Image_Denoising_Using_Mpi

I implemented a parallel algorithm for denoising the noised image within the Ising model using Metropolis-Hastings algorithm.

Procedure

First, you should install "openmpi" and have "gcc compiler" in your machine.

Secondly, you should arrange the path according to

- export PATH=$PATH:$HOME/openmpi/bin 
- export LD_LIBRARY_PATH=$LD_LIBRARY_PATH:$HOME/openmpi/lib

Execution

Then, to run this program, an example command is given

  • mpicc -g imagedenoise.c -o imagedenoise
  • mpiexec -n 11 ./imagedenoise input.txt output.txt 0.4 0.15

Hint: (mpiexec -n [NUM_OF_PROCESSOR + 1] ./imagedenoise input output beta pi)

Notes

NOTE1: The program can execute with any given processor number. (But, I recommend you to choose 10 (actually 10+1=11) processors due to the trade-off between message passing and iteration count) Eventually, you can choose any number of processors that you wish.

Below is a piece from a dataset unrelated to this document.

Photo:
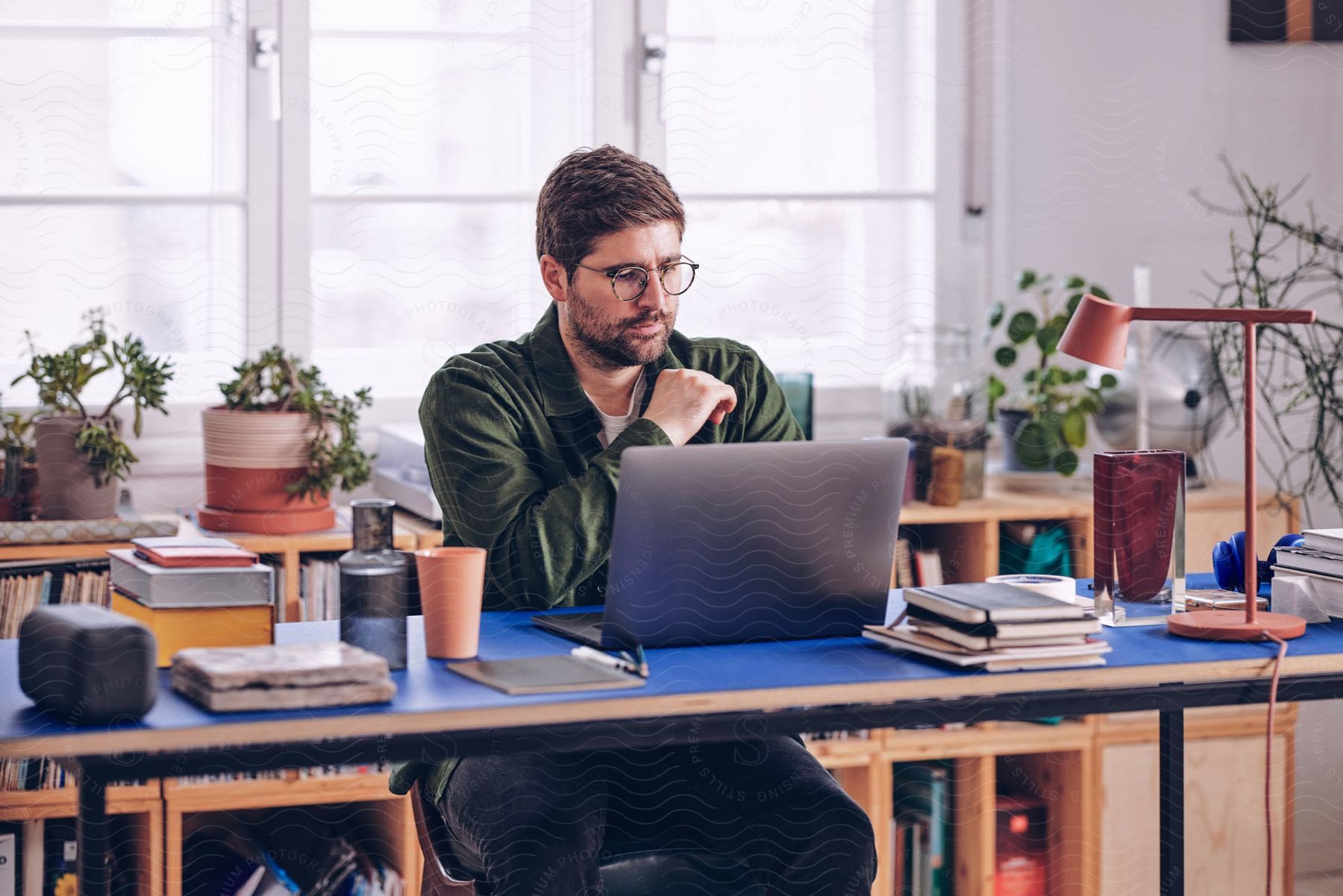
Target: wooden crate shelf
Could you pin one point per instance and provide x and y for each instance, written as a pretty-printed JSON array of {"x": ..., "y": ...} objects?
[{"x": 60, "y": 802}]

NOTE2: I added two printf statements into code to show that the code is continuing the calculation. Example console output:

	- mpicc -g imagedenoise.c -o imagedenoise
	- mpiexec -n 11 ./imagedenoise input.txt output.txt 0.4 0.15
	-  ---tasks are sended to slaves---
	-  // after about 30 sec or 50 sec (in virtual machine).
	-  ---the noisy image is denoised---
	-  // denoised image is created in the same directory with the given output name
	-  // and the program is ended

NOTE3: There is an example input file named "lena200_noisy.txt" which is represented in the Ising Model. And also there are python scripts in order to convert image to txt or vice versa.